If you want to read more on that, you can either have a look at Lorenz
Jäger's "Adorno: A Political Biography" (Yale University Press, 2004) or
at "Roots of Radicalism. Jews, Christians, And The New Left" (Oxford
University Press, 1982) by Stanley Rothman and S. Robert Lichter. While
Jäger - among the half of dozen biographies that appeared on occasion of
Adorno's 100. birthday, Jäger's was the only non-hagiographic one -
delivers an honest account of Adorno's merits and failures and analyses
his life in the context of German Jewish history, Rothman and Lichter,
who explored the authoritarianism of the New Left, as it unfolded during
the students' movement - not only in the US - in the 1960s and early
1970s, with questionnaires and thematic apperception tests (TATs),
discuss the "The Authoritarian Personality" in context of their own
research project. To finish this mail, let me give you a longer quote
from their instructive study (yes, you could put it on any 'secondary
literature' list for "Vineland"!):
"The F scale was developed to measure attitudes that typically expressed
an underlying authoritarian character structure. Yet there is a crucial
gap between Fromm and Adorno's psychodynamic theories and the traits
measured by the test. Quite simply, the F scale cannot test the
relationship between psychodynamics and sociopolitical attitudes because
the scale measures only the attitudes. It's simply assumed that these
attitudes express deeper personality trends. (...) Clearly, Sanford and
his co-workers simply inferred the alleged emotional substratum of such
'authoritarian' attitudes from psychoanalytic theory./ Whatever the
intended latent content of F scale items, their manifest content
consists primarily in beliefs about human nature and one's proper
relationship to other people. That is, the F scale measures certain
aspects of social ideology which may or may not reflect deeper
personality dispositions. The most that can be inferred from the
correlation of 'F' with other attitude scales is a unified social
outlook, rather than the unity of personality and ideology found by
Adorno and his colleagues./ All this resulted in considerable confusion
as to precisely what it is that the F scale measures. In trying to
capture the psychodynamic complexity and latent emotional basis of
fascist proclivities with a single paper-and-pencil test, the authors
produced the opposite of what they intended. The F scale can create the
impression that authoritarianism is nothing more than a set of beliefs,
a cast of mind combining political conservatism with intolerance toward
social deviance. (...) Use of the F scale has not only led to
superficial readings of the concept of authoritarianism but also
narrowed the the concept to include only the ideological 'right'. The
resemblance of conservative and 'authoritarian' attitudes is so strong
that some writers simply treat the two as parallel concepts. But if
authoritarianism is nothing more than an extreme conservative ideology,
why should it be considered an integral aspect of personality
functioning? Edward Shills thus condemned the F scale as 'political
attitudes masquerading as personality dispositions ... designed to
disclose not authoritarian personality as such but rather the 'Right'
--- the nativist-fundamentalist Authoritarian'./ The test was
intentionally 'loaded' toward the political right because its creators,
who were trying to identify potential fascists, saw fascism as a
right-wing phenomenon. But if the potential for fascism lies not in
conservative attitudes themselves but in the underlying personality
trends they express, there should be some way of determining whether
these trends might also be expressed in other attitudes." (pp. 157-159)

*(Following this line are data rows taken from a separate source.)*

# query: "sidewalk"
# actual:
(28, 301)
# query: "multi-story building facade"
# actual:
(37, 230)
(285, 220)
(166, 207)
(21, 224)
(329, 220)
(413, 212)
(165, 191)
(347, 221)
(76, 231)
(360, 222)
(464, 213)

Attitudes like Frenesi's ...
On 04.06.2016 13:20, Mark Kohut wrote:
> http://arstechnica.com/science/2016/06/how-world-war-ii-scientists-invented-a-data-driven-approach-to-fighting-fascism/
>
> Mark Kohut <https://www.facebook.com/mark.kohut.1?fref=ufi>"human
> character can be measured the same way the temper of a dog can be
> measured"...'scientific rationality"-----just another variation on the
> disease so viciously, rightly, righteously, deeply satirized by
> Pynchon in Gravity's Rainbow--and one of his most profound depth
> charges against America's, the West's, culture of slouching toward death.